How do you alleviate the stress that comes with your job?
I like to think I’m pretty good at keeping a sense of balance. If it’s all getting a bit much, then I use some sports psychology - my son plays tennis at a good level so I tend to lean on this. My main philosophy is to ‘control the controllables’. I don’t get stressed about things I can’t control.
To keep chilled I love watching sport. As a Man City season ticket holder this has been more enjoyable in last few years, and I love watching tennis at all levels as I find it really therapeutic. I also like to swim.
When you were little, what did you want to be when you grew up?
I honestly didn’t have a clue. I was pretty aimless in my teens and fell into hospitality but I soon realised I loved it. I found using my strength in creating relationships with people through a personal and honest style meant I also had an ability to sell well.
I think I was lucky I found something I liked and then went from there. You have to love what you do… and I do!
Any pet hates in the workplace? What do you do about them?
Lack of accountability. I find people want titles, a pay rise, rewards and recognition but really struggle with accepting responsibility and consequences. People who put their hand up and say I messed up, it was my fault get my respect. However, some people still tend to look for a list of excuses and deflect on to someone else.

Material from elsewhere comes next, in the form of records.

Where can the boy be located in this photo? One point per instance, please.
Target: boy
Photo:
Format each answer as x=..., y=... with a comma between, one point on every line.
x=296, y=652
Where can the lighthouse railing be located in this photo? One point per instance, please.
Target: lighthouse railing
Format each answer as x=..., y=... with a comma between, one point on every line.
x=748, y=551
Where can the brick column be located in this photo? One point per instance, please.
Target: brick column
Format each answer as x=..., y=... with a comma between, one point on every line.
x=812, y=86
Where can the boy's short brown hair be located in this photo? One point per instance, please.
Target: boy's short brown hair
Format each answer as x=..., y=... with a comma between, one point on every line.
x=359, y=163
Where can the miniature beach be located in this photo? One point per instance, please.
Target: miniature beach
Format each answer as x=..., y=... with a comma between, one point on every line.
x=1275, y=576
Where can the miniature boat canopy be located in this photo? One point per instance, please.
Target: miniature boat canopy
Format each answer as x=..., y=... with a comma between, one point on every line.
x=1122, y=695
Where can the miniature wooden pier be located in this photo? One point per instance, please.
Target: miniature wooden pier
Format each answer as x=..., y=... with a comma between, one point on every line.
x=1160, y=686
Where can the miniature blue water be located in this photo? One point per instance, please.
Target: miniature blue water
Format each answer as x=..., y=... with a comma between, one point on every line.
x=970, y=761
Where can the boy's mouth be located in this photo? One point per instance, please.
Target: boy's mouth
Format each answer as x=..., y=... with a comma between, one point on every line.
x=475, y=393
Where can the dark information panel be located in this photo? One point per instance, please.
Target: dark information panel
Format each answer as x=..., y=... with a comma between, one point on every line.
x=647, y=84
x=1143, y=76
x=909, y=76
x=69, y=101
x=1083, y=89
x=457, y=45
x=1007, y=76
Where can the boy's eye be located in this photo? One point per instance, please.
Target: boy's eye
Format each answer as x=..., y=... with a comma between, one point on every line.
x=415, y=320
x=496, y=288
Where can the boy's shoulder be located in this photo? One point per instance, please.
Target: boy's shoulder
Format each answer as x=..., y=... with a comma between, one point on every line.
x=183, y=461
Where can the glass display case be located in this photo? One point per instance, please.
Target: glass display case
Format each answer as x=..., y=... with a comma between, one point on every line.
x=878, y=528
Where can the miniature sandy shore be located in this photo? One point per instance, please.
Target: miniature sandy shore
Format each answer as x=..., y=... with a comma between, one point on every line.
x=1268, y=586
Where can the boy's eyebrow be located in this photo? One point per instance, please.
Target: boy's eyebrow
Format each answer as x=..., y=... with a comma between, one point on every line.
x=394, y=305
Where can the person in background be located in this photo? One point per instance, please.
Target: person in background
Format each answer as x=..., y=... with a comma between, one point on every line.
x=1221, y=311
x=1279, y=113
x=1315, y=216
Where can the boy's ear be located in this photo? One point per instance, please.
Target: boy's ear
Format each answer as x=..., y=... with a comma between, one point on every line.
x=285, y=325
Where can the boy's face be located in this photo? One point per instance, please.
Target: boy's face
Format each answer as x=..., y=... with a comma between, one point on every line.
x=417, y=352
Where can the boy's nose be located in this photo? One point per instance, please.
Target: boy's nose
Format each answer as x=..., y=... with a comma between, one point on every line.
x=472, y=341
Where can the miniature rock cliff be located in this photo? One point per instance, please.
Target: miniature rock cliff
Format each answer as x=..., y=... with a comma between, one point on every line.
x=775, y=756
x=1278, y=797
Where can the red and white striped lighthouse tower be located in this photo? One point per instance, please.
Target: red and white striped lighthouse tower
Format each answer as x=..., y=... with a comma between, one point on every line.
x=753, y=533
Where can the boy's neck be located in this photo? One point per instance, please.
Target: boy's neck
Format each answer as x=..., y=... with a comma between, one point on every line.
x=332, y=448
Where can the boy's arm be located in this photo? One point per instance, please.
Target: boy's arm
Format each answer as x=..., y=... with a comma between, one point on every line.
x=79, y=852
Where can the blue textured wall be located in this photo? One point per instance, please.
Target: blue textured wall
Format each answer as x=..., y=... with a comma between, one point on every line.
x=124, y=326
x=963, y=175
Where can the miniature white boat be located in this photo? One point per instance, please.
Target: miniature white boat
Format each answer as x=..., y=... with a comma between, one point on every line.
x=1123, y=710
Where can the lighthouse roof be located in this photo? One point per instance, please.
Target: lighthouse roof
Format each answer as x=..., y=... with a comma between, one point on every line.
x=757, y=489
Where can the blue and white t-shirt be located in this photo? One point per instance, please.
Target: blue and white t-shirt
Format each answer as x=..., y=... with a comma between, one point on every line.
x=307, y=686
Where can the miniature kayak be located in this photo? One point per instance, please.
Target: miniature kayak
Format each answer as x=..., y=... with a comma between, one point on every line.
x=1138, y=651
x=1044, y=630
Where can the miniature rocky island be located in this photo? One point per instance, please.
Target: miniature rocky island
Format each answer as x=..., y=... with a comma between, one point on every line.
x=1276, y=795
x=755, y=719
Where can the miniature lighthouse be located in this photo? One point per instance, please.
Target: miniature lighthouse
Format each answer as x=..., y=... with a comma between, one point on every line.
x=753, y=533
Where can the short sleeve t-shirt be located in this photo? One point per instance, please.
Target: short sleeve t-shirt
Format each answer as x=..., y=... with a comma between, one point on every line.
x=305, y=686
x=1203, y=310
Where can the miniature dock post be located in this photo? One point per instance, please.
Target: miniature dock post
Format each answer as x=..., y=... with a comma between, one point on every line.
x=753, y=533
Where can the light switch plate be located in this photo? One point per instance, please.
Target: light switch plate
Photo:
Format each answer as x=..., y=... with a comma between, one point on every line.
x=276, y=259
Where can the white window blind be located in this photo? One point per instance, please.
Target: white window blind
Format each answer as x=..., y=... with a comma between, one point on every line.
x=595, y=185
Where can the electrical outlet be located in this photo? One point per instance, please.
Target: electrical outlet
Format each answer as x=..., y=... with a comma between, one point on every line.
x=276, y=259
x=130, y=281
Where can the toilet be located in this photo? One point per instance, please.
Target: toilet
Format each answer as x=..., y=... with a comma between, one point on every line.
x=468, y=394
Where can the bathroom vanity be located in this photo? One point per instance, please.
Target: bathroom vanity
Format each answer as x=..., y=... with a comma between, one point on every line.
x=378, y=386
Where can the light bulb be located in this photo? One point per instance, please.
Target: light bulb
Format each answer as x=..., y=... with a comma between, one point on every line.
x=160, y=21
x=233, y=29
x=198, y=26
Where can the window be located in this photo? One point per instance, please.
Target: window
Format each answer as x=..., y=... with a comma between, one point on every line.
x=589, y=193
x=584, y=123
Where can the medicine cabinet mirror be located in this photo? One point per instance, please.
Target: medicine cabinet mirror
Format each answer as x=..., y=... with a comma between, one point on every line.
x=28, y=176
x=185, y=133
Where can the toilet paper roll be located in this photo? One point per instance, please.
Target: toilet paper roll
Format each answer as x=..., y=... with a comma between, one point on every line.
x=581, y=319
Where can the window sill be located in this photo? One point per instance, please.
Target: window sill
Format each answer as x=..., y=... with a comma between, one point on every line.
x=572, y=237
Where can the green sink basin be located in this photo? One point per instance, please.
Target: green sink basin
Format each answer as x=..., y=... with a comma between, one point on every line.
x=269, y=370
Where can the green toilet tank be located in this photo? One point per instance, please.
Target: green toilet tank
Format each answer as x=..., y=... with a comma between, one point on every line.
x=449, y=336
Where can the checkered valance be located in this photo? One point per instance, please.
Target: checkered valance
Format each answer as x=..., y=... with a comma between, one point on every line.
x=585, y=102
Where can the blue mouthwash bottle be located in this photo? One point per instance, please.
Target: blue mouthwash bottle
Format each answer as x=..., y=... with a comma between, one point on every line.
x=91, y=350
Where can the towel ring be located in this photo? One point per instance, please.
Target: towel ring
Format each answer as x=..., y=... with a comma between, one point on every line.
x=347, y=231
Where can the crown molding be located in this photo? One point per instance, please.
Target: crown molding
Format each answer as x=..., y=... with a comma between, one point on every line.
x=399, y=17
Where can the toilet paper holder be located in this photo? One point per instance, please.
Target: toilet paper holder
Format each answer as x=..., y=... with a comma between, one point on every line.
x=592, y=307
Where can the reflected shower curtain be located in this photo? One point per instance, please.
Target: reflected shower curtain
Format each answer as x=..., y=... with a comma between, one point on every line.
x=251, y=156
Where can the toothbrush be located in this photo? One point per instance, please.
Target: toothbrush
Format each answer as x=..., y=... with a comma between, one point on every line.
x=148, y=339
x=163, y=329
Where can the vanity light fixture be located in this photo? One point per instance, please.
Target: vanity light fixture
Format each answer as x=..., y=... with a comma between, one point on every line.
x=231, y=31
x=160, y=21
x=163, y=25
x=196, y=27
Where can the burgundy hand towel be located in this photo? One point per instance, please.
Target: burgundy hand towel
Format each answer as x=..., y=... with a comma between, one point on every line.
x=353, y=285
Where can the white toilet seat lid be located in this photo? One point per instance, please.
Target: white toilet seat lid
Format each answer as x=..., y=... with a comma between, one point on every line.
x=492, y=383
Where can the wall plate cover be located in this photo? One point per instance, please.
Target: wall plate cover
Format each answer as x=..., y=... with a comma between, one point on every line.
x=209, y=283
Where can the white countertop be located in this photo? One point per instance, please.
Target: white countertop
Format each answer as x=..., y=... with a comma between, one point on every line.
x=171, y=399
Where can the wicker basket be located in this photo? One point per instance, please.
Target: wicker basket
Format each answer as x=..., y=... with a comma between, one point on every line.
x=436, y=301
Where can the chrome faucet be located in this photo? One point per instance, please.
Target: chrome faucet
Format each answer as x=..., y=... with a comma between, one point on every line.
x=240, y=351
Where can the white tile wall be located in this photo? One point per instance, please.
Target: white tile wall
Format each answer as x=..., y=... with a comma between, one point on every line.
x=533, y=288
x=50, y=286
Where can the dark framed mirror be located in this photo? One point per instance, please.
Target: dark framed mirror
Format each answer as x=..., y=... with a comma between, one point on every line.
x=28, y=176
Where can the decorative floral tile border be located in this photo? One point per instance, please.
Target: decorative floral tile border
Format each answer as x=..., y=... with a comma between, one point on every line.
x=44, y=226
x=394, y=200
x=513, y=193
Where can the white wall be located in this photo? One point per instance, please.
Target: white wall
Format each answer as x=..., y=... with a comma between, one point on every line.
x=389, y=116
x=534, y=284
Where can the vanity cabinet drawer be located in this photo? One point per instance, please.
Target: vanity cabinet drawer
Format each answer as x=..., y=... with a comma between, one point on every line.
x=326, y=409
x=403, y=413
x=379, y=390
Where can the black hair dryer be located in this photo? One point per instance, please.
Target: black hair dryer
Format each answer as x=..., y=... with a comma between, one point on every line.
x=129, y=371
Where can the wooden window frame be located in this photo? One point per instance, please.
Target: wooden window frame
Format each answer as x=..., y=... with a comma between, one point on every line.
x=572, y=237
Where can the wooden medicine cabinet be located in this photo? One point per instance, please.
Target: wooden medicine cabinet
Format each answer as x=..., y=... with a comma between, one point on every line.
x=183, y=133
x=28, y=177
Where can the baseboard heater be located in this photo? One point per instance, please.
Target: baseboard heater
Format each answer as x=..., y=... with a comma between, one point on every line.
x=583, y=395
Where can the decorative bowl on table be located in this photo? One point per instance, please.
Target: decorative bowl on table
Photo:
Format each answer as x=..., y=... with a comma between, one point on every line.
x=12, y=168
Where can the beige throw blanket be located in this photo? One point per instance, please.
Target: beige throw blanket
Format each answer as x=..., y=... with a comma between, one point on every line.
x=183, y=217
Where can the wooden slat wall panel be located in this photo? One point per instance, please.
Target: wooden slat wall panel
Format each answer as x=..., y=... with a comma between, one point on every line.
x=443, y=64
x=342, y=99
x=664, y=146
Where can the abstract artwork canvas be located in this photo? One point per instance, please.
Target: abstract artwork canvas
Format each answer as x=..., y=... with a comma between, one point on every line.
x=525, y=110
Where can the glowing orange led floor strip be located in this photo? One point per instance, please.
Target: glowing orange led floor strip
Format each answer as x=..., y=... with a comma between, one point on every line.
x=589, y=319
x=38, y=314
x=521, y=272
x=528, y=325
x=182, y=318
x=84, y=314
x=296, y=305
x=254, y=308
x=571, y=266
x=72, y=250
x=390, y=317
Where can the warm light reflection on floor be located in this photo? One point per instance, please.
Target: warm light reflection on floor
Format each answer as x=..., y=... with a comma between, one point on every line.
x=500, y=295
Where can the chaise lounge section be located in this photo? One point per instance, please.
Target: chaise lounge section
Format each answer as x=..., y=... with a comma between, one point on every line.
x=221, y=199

I also can’t abide a lack of honesty. Trust is everything and I expect people to be straight with me.
I don’t tolerate either behaviour, although sometimes it may be that a little more coaching and guidance is needed to spell out expectations.
Where do you see the company in five years’ time?
We have a plan to treble in size through new store growth. This is very achievable with a strong people base who want to be part of next generation. We can’t do this without everyone pulling in the same direction. I want Totally Delicious to be seen as a company that’s really well respected as a great place to work with a fantastic brand reputation.
What advice would you give to an aspiring business leader?
Don’t do it unless you are willing to:
What do you wish someone had told you when you started out?
It’s OK to make mistakes and it’s OK to ask for help. Honest people want to see you succeed. But also don’t be too proud. We all need others to be successful. The whole is better than the sum of all parts.